How do Women Respond to Gender Biases in Recognition for Teamwork?
Simon Quach & Zhengyi Yu
University of Southern California Working Paper, April 2025
Abstract:
We examine how female economists' coauthorship patterns changed after a 2015 study found that women receive little credit for couathorships with men. Compared to other social scientists, junior female economists reduced the number of working papers with exclusively male coauthors. This decrease in male coauthorships was not offset by other forms of collaborations, leading to a net decrease in publications. While male coauthorships recover later in women's careers, new cohorts of junior female economists continue to avoid them. We find no comparable effects among tenured female or junior male economists.
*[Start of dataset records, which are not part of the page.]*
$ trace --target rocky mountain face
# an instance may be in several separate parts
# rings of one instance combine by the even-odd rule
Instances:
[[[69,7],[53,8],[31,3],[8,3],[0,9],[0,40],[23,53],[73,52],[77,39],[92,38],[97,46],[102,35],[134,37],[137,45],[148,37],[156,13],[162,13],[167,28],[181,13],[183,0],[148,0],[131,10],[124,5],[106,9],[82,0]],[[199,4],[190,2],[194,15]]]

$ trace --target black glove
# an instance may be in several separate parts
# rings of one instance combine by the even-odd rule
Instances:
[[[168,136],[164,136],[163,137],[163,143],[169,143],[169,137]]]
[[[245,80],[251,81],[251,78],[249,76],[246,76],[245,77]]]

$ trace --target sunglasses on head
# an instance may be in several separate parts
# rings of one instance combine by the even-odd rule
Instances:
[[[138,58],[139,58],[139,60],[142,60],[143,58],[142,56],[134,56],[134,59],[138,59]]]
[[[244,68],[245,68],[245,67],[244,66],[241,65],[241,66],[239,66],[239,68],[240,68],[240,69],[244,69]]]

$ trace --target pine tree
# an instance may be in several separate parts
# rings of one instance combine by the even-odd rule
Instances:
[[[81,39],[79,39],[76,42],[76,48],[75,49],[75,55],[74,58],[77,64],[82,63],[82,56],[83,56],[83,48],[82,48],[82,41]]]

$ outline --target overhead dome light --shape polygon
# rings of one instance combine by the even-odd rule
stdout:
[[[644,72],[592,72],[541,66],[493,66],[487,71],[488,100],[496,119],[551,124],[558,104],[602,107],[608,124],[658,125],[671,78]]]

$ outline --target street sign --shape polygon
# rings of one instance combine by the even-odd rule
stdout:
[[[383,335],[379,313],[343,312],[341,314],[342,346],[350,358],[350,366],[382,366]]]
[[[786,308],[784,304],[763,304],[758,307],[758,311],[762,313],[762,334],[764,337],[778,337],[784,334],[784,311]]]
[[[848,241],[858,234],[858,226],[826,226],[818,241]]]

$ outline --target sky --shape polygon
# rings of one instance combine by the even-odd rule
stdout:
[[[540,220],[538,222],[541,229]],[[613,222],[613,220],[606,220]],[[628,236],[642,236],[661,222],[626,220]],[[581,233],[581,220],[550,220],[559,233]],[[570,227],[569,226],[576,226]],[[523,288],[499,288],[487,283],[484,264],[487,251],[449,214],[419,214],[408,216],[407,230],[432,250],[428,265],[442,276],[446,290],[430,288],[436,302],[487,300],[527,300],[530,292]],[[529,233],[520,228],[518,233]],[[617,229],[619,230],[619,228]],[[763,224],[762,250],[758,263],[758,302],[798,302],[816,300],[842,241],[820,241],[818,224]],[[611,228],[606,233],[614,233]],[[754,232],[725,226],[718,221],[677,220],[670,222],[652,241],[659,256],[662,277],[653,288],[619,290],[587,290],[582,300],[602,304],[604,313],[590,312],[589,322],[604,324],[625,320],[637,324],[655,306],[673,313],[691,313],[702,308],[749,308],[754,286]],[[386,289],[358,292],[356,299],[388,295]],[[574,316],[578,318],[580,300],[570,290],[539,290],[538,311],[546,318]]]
Pushing the Envelope: The Effects of Salary Negotiations
Zoë Cullen, Bobak Pakzad-Hurson & Ricardo Perez-Truglia
NBER Working Paper, June 2025
Abstract:
Salary negotiations are a widespread phenomenon that can shape key labor market outcomes, such as welfare and inequality. We provide novel empirical and theoretical insights into the causes and consequences of salary negotiations. We conducted two field experiments involving over 3,100 job seekers in the U.S. tech sector, designed to examine two types of information frictions. We find that a light-touch encouragement intervention significantly increased both negotiation attempts and compensation gains. In contrast, providing a substantial discount on negotiation coaching did not significantly affect negotiation attempts. Women responded more strongly to both interventions, helping to narrow gender gaps. We develop a new model of salary negotiations, incorporating risk and information frictions, that can better explain our experimental and non-experimental findings. The model's equilibrium analysis indicates that policies encouraging negotiation can enhance both welfare and equity.